Com mais de 531 mil trabalhadores assalariados apenas em Manaus, e uma receita líquida de vendas industriais que ultrapassa R$ 204 bilhões, correspondente a US$ 37,51, o estado se consolida como um dos maiores arrecadadores de tributos para a Receita Federal entre os entes federados. Produtos com selo amazônico – como televisores, motocicletas, smartphones e computadores – figuram entre os 100 mais importantes em receita do país. Em vários casos, como no de Smart TVs e motocicletas de até 250cc, o Amazonas responde por 100% da produção nacional.

O paradoxo é brutal: a planta industrial que mais recolhe, proporcionalmente, aos cofres públicos na história do país opera sobre um território cuja população amarga 52% de informalidade, uma das mais altas do Brasil. Mais da metade dos trabalhadores amazonenses vive sem carteira assinada, sem previdência, sem direitos e sem segurança.
A promessa constitucional descumprida
A Zona Franca de Manaus foi concebida com base em um pacto federativo que deveria promover a inclusão produtiva e a redução das desigualdades regionais, objetivos expressos no artigo 3º da Constituição Federal. Mas o que se vê é a manutenção de uma lógica extrativista às avessas: extrai-se da floresta valor em forma de impostos, sem que esse retorno se reverta, de fato, em investimentos estruturantes para a população amazônida.
A cada ano, o Amazonas repassa cerca de R$ 4 bilhões para fundos como o FTI, FMPES, UEA e Fundo de Solidariedade. Recursos que, em tese, deveriam irrigar os interiores com saúde, educação, ciência, infraestrutura e oportunidades. No entanto, os dados mostram que a concentração de empregos, salários e dinamismo segue em Manaus, enquanto municípios como Lábrea, Canutama e Borba operam à margem da inclusão formal.
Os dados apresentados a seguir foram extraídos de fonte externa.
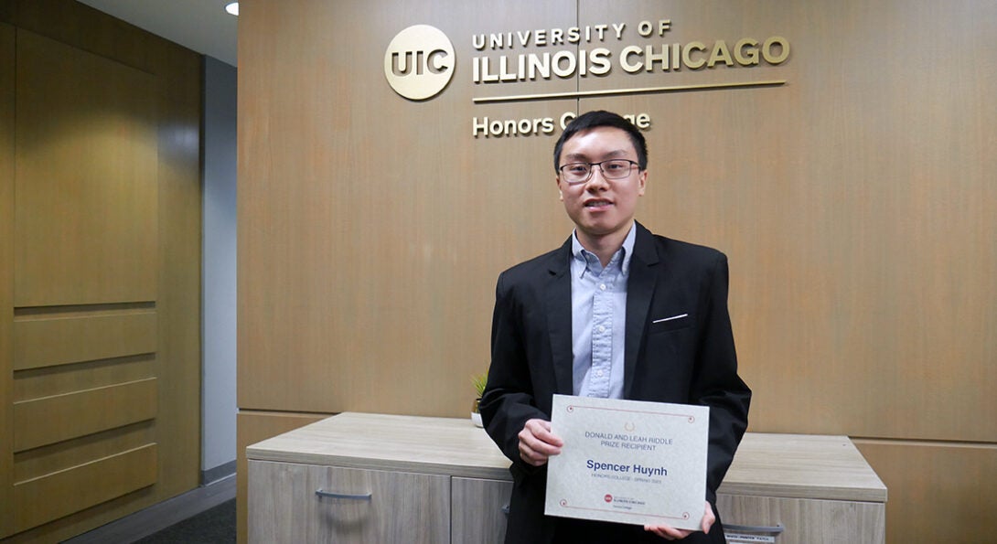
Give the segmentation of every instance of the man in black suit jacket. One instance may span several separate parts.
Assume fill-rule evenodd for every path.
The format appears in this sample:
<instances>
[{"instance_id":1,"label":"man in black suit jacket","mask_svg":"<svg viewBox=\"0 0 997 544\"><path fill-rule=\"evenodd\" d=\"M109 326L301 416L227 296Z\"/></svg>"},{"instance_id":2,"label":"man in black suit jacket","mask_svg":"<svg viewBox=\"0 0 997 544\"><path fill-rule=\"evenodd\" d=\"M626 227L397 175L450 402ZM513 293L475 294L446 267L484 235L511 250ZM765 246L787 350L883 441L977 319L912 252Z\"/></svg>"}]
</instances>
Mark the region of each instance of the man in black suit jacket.
<instances>
[{"instance_id":1,"label":"man in black suit jacket","mask_svg":"<svg viewBox=\"0 0 997 544\"><path fill-rule=\"evenodd\" d=\"M557 141L554 167L574 233L502 272L496 288L481 412L512 460L505 541L723 543L716 491L747 428L751 399L737 373L727 257L634 220L647 147L625 119L590 112L574 120ZM615 303L604 298L607 284L619 291ZM554 394L709 407L704 532L543 515L546 461L563 445L550 432Z\"/></svg>"}]
</instances>

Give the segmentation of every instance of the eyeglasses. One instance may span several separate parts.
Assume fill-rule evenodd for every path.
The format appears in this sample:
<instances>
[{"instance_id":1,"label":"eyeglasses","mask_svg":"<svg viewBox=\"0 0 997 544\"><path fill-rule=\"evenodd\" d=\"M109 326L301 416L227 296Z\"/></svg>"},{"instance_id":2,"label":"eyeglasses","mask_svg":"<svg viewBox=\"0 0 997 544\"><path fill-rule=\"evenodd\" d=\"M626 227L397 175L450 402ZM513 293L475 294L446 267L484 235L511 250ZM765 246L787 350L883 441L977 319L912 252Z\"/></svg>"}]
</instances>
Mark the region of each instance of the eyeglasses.
<instances>
[{"instance_id":1,"label":"eyeglasses","mask_svg":"<svg viewBox=\"0 0 997 544\"><path fill-rule=\"evenodd\" d=\"M613 158L601 162L571 162L557 168L561 179L568 183L584 183L592 177L595 166L602 170L602 177L606 179L623 179L630 175L630 170L637 163L627 158Z\"/></svg>"}]
</instances>

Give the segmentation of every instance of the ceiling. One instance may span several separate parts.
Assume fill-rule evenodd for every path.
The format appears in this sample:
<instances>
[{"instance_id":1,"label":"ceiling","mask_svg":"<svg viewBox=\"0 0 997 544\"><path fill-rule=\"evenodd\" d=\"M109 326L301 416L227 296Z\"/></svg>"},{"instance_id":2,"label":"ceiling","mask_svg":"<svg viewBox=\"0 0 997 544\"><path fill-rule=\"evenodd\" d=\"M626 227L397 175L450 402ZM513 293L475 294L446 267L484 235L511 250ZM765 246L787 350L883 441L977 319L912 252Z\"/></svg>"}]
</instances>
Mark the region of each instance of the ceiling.
<instances>
[{"instance_id":1,"label":"ceiling","mask_svg":"<svg viewBox=\"0 0 997 544\"><path fill-rule=\"evenodd\" d=\"M77 0L223 63L235 62L237 17L231 0Z\"/></svg>"}]
</instances>

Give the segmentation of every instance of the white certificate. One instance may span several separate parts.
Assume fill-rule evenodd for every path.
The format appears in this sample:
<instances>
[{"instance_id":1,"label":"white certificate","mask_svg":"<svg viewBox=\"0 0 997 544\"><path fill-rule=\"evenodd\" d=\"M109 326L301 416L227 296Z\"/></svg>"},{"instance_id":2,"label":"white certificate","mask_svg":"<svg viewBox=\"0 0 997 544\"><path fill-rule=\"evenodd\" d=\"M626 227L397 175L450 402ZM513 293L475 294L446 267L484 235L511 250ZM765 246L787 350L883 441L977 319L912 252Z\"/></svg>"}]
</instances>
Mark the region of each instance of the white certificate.
<instances>
[{"instance_id":1,"label":"white certificate","mask_svg":"<svg viewBox=\"0 0 997 544\"><path fill-rule=\"evenodd\" d=\"M698 530L710 408L555 395L547 515Z\"/></svg>"}]
</instances>

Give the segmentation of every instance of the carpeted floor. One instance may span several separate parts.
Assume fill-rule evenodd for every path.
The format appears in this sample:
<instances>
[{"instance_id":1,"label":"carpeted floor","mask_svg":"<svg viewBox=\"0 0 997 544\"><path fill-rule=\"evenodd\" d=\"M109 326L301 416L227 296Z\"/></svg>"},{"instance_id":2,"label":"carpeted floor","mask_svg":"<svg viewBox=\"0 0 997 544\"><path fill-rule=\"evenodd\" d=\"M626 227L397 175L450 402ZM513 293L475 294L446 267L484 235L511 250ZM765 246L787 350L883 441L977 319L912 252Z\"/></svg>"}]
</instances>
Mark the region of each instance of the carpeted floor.
<instances>
[{"instance_id":1,"label":"carpeted floor","mask_svg":"<svg viewBox=\"0 0 997 544\"><path fill-rule=\"evenodd\" d=\"M227 544L235 542L235 499L138 540L137 544Z\"/></svg>"}]
</instances>

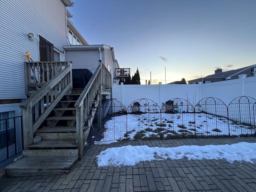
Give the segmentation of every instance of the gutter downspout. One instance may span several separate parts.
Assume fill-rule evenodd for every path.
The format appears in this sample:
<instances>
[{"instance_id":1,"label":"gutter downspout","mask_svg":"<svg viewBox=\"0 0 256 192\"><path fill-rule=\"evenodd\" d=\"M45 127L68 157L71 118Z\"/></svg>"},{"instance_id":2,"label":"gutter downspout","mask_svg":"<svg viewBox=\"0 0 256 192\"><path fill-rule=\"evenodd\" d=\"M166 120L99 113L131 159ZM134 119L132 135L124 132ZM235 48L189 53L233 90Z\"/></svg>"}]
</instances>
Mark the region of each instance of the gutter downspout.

Modelo bem-sucedido para quem?
A narrativa de que a Zona Franca é “um sucesso” carece de um complemento essencial: para quem? Sim, a arrecadação bate recordes. Sim, a produção industrial é robusta. Sim, o Brasil se beneficia com divisas, geração de empregos e capacidade produtiva instalada em meio à floresta. Mas a contrapartida fiscal — que deveria devolver à população local a riqueza que ela ajuda a produzir — não está sendo entregue como prometido.
A equação é clara: o Amazonas arrecada, sustenta e contribui como um dos motores do país, mas sua população continua com taxas de desemprego, informalidade e pobreza incompatíveis com a pujança econômica que a região apresenta no papel.
Hora de reequilibrar o pacto
O tempo exige mais do que elogios à resiliência do modelo ZFM. Exige revisão da política fiscal, com foco em resultados sociais, infraestrutura de integração regional e estímulo real à bioeconomia, que ainda segue subfinanciada e periférica frente ao protagonismo que poderia ocupar.
A economia do Amazonas ajuda a girar a roda nacional — e por isso mesmo, é chegada a hora de fazer girar, com igual força, a roda da justiça social e da cidadania no território que a sustenta.